Sé lo que es la juventud en esas muchachas, y en todos los muchachos. Es una tarjeta de crédito, un animal salvaje, una victoria segura. La facultad de que el mundo se te rinda, la gracia de pisotear hombres y dioses. La fiesta, el delirio, la aventura. A veces, algunas de ellas mueren en fiestas fascinantes, frecuentadas por multitudes que escuchan a un DJ en un pabellón de las afueras. Otras son avasalladas por dinero.

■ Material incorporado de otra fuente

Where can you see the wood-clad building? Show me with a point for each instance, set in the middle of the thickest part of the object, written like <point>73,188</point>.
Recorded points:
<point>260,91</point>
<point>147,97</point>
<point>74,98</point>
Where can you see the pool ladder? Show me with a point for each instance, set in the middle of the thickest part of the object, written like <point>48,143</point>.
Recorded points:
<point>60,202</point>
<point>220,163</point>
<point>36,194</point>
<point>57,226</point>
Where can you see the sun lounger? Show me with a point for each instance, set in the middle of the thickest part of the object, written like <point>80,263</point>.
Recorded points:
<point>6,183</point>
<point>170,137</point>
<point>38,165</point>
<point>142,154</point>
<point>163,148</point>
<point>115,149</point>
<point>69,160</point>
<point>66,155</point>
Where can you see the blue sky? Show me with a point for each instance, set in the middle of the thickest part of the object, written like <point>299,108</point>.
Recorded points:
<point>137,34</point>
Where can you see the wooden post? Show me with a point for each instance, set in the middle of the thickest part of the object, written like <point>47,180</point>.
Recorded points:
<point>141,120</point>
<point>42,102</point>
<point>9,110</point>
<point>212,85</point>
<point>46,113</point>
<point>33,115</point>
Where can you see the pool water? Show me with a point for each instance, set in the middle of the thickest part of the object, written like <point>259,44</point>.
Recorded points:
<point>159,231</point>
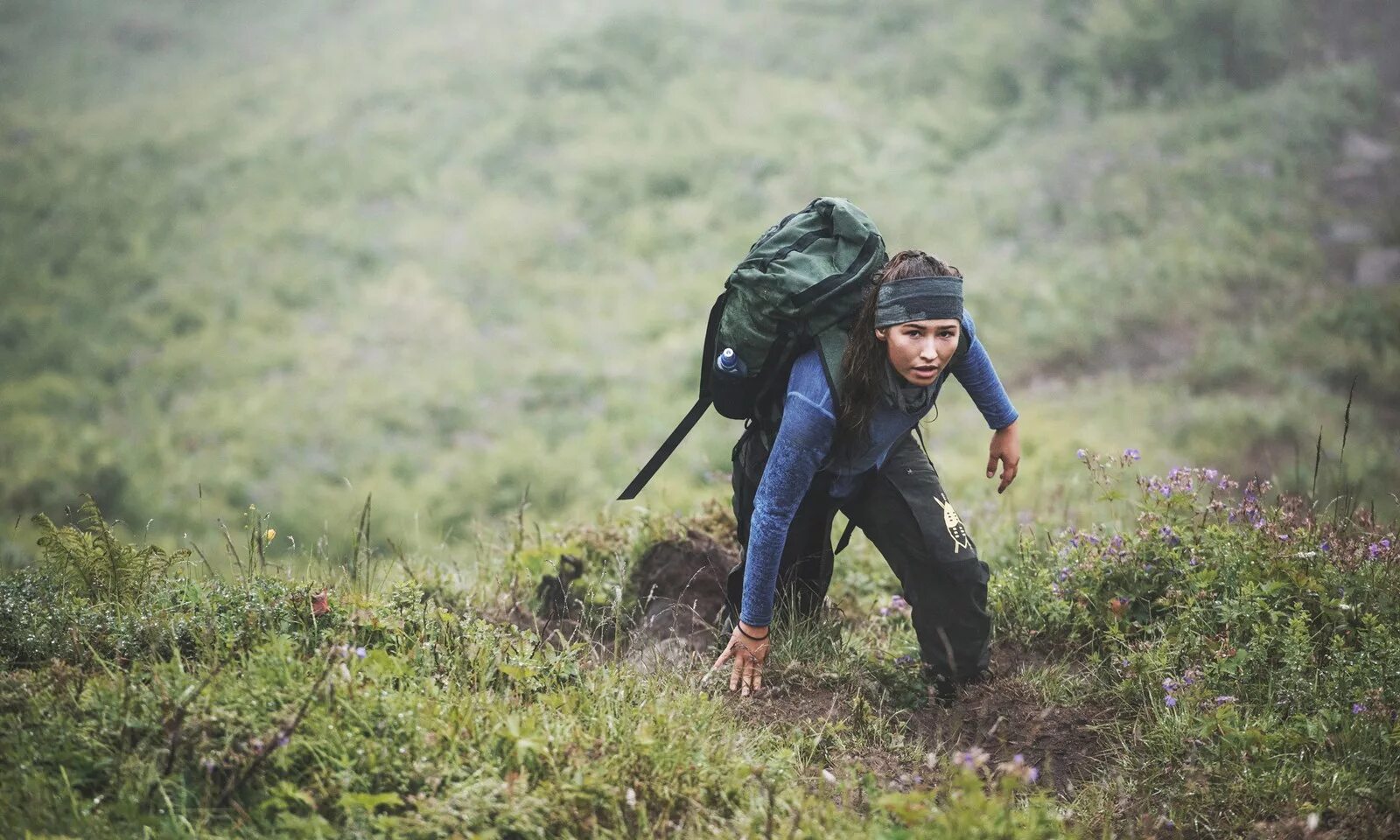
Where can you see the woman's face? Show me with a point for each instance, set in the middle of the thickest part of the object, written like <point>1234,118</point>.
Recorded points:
<point>921,349</point>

Pero yo no tengo responsabilidad en estos sucesos. Yo soy un pájaro de lujo, un mecanismo que abre puertas: las del poder, las del partido. Ahora abro la puerta de la suite y sin despertar a mi esposo, me acuesto en la cama inmensa y blanda.
Cinco chicas se acuestan en el acero quirúrgico del tanatorio de Madrid. Mañana serán abiertas en canal para observar sus órganos.
Yo diré gracias de nuevo: por tender la carta del menú, por abrirme las puertas, por sugerirme un vino.
Gracias por todo, les diré, a los sirvientes. Se presenta un buen domingo en las piscinas termales del hotel.